Reading and Writing Data
Big idea: Most PMx errors start at data import.
Controlling how data enters your project is as important as modeling it.
Learning Objectives
By the end of this lesson, you will be able to:
- Read common tabular file formats into R.
- Understand and control column type guessing.
- Write data back to disk reproducibly.
- Distinguish raw, cleaned, and modeling-ready datasets.
- Use project-safe paths so your code runs on any machine.
Setup
library(tidyverse)Key Ideas
Data import is a structural decision.
In PMx workflows:
- The first read defines column types.
- Column types influence joins, summaries, and modeling behavior.
- File paths determine whether your project is reproducible.
- Raw data should never be modified in place.
Importing data is not a mechanical step — it sets the foundation for everything downstream.
A single incorrect column type (e.g., ID read as character instead of numeric) can silently break joins and modeling logic.

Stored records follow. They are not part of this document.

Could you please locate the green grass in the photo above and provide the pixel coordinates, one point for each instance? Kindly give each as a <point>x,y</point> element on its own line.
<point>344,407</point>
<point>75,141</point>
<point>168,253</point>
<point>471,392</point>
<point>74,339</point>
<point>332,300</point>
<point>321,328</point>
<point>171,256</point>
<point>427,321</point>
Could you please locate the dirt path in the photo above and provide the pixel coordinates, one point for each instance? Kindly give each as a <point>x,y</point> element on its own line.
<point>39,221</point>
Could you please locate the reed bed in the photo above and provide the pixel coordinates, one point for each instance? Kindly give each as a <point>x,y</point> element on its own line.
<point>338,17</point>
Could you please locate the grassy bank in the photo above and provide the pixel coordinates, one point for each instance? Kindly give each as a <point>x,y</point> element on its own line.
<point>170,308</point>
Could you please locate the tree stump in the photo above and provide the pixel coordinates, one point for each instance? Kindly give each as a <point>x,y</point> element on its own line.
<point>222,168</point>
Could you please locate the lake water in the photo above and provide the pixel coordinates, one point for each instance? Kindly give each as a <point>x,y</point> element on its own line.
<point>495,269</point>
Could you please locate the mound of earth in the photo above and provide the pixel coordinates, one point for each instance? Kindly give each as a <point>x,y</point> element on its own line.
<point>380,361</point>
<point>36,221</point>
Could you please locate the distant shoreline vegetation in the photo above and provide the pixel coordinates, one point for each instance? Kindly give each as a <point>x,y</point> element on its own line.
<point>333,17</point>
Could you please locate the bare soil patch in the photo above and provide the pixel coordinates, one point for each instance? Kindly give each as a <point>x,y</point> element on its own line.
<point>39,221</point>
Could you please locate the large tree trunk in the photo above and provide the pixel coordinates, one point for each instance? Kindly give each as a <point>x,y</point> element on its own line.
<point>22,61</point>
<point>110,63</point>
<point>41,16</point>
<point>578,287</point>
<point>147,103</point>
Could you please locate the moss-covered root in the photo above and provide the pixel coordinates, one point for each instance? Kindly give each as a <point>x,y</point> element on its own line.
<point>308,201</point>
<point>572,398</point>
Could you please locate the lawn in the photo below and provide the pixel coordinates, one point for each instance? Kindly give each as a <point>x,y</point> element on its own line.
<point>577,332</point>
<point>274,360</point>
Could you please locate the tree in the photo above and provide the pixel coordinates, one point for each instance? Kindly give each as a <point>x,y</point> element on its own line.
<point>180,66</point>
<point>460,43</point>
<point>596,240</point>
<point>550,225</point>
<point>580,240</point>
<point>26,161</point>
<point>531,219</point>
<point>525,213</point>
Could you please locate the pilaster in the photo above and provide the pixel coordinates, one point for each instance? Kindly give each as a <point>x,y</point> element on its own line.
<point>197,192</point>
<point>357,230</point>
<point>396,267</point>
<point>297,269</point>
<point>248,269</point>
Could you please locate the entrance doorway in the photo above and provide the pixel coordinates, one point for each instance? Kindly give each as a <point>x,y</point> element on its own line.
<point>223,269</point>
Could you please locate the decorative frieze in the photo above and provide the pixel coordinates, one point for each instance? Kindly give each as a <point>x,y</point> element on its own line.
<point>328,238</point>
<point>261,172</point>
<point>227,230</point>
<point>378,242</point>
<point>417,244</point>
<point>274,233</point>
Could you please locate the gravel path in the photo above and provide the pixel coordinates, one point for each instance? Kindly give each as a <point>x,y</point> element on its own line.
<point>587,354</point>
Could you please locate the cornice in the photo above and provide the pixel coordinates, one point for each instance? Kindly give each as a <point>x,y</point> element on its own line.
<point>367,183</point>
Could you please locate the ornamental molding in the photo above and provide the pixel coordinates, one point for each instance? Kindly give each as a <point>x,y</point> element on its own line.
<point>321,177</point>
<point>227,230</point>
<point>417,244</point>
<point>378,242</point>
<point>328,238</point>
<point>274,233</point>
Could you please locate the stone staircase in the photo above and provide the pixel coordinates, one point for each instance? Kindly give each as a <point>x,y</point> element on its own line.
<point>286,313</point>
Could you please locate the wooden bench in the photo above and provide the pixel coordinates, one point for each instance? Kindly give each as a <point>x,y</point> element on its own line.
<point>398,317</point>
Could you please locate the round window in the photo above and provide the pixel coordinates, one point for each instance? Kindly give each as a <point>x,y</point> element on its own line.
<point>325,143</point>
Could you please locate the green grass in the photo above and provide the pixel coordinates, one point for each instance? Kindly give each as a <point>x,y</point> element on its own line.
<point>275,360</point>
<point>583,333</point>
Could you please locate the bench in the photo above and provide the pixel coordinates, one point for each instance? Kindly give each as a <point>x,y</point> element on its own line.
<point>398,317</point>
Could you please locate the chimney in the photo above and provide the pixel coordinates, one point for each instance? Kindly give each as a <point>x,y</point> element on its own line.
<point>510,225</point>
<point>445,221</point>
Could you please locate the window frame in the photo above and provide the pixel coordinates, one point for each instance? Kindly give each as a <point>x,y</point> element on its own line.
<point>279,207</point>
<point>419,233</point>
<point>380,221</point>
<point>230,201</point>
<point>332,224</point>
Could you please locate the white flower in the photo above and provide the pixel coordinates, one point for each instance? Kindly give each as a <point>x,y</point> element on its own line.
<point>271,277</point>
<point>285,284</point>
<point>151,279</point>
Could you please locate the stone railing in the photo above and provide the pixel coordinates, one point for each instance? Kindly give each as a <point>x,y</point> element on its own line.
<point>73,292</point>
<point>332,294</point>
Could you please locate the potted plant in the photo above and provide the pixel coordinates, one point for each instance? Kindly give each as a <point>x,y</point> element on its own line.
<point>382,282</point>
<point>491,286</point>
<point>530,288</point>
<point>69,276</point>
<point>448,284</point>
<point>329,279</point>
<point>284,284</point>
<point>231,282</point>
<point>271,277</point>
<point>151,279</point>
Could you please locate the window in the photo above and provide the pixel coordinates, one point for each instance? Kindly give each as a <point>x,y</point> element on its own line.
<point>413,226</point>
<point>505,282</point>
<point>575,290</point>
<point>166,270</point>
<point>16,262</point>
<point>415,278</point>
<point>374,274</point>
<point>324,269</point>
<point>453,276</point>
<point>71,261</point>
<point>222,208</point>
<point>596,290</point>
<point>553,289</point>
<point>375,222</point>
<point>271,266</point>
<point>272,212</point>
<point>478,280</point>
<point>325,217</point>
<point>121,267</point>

Common Data Formats in PMx
You will most often encounter:
- CSV (
.csv) — safest default
- TSV (
.tsv) — tab-separated
- Excel (
.xlsx) — common but fragile
- Text exports from modeling tools
For reproducible workflows, prefer CSV.
Worked Example 1: Reading CSV Files
pk <- read_csv("data/pk_data.csv")read_csv():
- Reads column names from the first row
- Guesses column types
- Returns a tibble
Worked Example 2: Inspect Column Type Guessing
pk <- read_csv("data/pk_data.csv")Common issues:
- IDs read incorrectly
- Dates misinterpreted
- Numeric columns containing
"."or text
Worked Example 3: Explicit Column Types
pk <- read_csv(
"data/pk_data.csv",
col_types = cols(
ID = col_integer(),
TIME = col_double(),
DV = col_double(),
AMT = col_double()
)
)Be explicit when importing sponsor data or uncontrolled exports.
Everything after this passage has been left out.